O Pastor Filipe Schneider profere o sermão do dia 26 de outubro de 2025 na Comunidade Evangélica Luterana de Nova Odessa/SP.
O Pastor Filipe Schneider profere o sermão do dia 26 de outubro de 2025 na Comunidade Evangélica Luterana de Nova Odessa/SP. 

            Hoje celebramos o Dia da Reforma — uma data que, à primeira vista, parece celebrar a vida de um homem.

Um homem que realizou grandes feitos.

Um homem que não se preocupava muito em ser politicamente correto.

Um homem que ensinava de um modo diferente dos mestres de sua época.

Um homem determinado, focado em sua missão.

Um homem preso por causa de seus ensinamentos.

Um homem odiado por muitos, traído até por amigos.

Um homem cuja vida ainda impacta a sua e a minha.

E esse homem é Jesus Cristo.

Ah, você pensou que eu estava falando de Lutero?

Não me entenda mal! Damos graças a Deus por Martinho Lutero e por tudo o que o Senhor realizou por meio dele. Ele foi, sem dúvida, uma figura central na Reforma.

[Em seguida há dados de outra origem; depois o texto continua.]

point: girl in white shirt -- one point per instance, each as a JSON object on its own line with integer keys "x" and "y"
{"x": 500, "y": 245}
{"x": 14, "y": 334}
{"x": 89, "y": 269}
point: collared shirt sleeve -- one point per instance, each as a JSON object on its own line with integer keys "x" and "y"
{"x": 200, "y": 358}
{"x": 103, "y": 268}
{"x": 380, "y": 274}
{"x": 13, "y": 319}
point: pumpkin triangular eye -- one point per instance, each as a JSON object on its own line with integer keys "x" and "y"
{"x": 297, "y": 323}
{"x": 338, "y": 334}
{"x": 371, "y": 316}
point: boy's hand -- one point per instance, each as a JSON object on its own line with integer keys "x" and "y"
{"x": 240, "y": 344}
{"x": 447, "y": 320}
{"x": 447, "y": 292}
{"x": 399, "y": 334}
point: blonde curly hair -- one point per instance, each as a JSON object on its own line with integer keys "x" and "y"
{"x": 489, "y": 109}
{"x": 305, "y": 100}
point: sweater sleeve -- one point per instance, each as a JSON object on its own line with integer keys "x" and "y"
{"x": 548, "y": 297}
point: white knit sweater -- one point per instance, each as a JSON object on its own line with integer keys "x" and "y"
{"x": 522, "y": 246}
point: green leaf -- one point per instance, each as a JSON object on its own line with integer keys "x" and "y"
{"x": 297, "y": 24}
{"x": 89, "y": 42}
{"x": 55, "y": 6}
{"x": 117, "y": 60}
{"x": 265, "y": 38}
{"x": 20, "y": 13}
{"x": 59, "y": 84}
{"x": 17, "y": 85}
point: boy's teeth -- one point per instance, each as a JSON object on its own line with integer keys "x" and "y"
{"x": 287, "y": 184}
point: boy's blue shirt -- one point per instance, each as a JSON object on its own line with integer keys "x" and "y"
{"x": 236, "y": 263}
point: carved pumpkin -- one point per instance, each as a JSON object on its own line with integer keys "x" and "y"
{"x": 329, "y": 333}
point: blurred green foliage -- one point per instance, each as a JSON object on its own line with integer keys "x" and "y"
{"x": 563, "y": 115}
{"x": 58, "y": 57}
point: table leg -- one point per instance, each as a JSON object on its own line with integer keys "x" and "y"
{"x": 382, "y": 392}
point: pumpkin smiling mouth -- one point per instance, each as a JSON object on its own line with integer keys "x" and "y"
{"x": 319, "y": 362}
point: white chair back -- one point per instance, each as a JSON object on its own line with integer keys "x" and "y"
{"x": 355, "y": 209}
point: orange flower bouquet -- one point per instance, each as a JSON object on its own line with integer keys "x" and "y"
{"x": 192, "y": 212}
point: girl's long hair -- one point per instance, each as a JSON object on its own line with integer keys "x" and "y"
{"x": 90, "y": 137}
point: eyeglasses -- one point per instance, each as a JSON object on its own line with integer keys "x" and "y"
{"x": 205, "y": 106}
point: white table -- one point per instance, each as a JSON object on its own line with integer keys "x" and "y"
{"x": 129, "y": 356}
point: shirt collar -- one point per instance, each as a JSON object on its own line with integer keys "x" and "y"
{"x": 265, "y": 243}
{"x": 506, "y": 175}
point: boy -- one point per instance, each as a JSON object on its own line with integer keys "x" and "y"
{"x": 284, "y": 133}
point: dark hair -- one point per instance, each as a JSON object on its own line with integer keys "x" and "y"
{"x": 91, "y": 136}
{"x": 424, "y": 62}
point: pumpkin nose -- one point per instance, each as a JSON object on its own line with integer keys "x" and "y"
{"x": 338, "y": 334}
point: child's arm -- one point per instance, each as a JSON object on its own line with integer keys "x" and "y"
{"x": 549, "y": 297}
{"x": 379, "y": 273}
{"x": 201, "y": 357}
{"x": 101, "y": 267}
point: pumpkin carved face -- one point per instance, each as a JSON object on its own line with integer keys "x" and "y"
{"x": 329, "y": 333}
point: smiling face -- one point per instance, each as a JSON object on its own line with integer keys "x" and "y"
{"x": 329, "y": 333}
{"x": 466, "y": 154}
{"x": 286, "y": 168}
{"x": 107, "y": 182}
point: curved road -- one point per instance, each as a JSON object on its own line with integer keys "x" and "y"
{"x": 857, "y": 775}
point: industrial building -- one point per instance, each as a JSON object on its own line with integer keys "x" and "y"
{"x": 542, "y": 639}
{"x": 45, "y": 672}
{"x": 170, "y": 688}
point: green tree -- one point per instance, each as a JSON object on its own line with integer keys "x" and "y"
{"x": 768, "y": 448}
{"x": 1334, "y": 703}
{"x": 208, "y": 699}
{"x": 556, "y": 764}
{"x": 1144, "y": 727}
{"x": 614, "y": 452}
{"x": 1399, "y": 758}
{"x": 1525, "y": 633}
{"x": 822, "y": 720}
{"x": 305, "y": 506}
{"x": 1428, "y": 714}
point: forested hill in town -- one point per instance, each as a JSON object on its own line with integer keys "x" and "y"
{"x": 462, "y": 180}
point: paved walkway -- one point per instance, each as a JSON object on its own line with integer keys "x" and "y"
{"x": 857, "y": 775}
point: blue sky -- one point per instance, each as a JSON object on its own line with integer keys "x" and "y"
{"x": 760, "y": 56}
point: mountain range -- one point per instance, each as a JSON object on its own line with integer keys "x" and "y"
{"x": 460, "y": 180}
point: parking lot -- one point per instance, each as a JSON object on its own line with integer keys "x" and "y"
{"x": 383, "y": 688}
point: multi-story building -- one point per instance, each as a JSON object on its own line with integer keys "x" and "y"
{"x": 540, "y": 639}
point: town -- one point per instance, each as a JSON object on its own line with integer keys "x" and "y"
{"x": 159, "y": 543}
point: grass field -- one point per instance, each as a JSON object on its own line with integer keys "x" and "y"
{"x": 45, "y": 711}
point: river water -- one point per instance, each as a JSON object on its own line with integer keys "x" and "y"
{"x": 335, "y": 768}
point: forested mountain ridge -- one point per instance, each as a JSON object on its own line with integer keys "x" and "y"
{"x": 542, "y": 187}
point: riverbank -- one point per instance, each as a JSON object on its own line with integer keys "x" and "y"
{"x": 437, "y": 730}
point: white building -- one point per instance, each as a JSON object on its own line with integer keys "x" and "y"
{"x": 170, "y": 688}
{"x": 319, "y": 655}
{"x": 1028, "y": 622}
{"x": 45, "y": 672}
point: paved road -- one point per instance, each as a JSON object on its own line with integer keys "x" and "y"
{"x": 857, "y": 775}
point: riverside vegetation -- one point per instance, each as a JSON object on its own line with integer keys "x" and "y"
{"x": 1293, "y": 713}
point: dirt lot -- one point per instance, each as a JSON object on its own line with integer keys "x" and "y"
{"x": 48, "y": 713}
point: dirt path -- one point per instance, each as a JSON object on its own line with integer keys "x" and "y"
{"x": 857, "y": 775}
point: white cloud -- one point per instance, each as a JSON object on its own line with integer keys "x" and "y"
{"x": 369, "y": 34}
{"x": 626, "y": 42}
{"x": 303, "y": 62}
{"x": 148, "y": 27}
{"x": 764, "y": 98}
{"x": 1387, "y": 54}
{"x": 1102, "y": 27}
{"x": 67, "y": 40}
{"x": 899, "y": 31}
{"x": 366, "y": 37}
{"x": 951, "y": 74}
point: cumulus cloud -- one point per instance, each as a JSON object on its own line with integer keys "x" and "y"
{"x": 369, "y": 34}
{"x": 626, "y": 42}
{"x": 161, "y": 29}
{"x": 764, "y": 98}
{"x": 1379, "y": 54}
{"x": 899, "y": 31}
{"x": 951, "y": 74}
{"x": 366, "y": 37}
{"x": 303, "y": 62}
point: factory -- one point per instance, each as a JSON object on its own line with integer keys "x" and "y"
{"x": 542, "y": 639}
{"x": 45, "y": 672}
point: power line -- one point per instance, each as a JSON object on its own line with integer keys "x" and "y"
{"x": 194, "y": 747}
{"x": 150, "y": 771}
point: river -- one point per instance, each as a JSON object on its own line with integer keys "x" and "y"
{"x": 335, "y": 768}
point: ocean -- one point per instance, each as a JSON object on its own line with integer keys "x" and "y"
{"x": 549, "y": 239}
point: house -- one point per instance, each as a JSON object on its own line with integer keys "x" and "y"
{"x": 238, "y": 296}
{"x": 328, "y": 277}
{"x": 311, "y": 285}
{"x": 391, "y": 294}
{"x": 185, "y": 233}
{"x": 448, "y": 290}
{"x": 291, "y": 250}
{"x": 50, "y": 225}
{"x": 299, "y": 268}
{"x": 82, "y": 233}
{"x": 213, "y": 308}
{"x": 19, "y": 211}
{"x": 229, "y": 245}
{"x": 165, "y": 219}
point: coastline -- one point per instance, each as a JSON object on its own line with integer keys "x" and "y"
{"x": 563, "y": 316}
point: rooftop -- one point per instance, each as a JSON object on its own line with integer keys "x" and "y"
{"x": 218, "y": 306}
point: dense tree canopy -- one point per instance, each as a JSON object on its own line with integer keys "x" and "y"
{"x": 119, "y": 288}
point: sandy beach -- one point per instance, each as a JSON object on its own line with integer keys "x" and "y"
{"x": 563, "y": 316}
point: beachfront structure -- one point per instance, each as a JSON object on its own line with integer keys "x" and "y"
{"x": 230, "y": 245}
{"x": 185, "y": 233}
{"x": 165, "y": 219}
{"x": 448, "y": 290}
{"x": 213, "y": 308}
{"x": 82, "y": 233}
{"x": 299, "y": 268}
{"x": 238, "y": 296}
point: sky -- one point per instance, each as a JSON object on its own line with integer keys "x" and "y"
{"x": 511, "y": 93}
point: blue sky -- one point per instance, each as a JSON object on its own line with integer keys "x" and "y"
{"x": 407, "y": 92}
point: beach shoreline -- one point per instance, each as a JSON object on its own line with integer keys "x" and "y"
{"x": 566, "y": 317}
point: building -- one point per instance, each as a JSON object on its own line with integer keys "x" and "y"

Mas a Reforma não é sobre ele.

Como um pregador já disse certa vez: “Lutero apenas varreu as teias de aranha que encobriam o crucifixo.” Ele recolocou Cristo e este crucificado no centro da pregação da Igreja. Porque, por incrível que pareça, às vezes a Igreja se desvia de seu caminho.

E então precisamos ser lembrados do motivo de estarmos aqui e do que realmente importa: Cristo e este crucificado.

Assim, a Reforma é, sim, um evento histórico — mas não apenas o que aconteceu há cerca de 500 anos, em Wittenberg. A verdadeira Reforma aconteceu há mais de 2.000 anos, no Calvário.

Os cravos que prenderam as 95 Teses de Lutero nas portas da igreja do castelo foram importantes. Mas os cravos que perfuraram as mãos e os pés de Jesus, fixando-o na cruz, foram infinitamente mais.

É na cruz que ocorre a verdadeira Reforma: a reforma do coração, quando o Espírito enviado por Jesus transforma pecadores em santos, moldando-nos novamente à imagem de Cristo.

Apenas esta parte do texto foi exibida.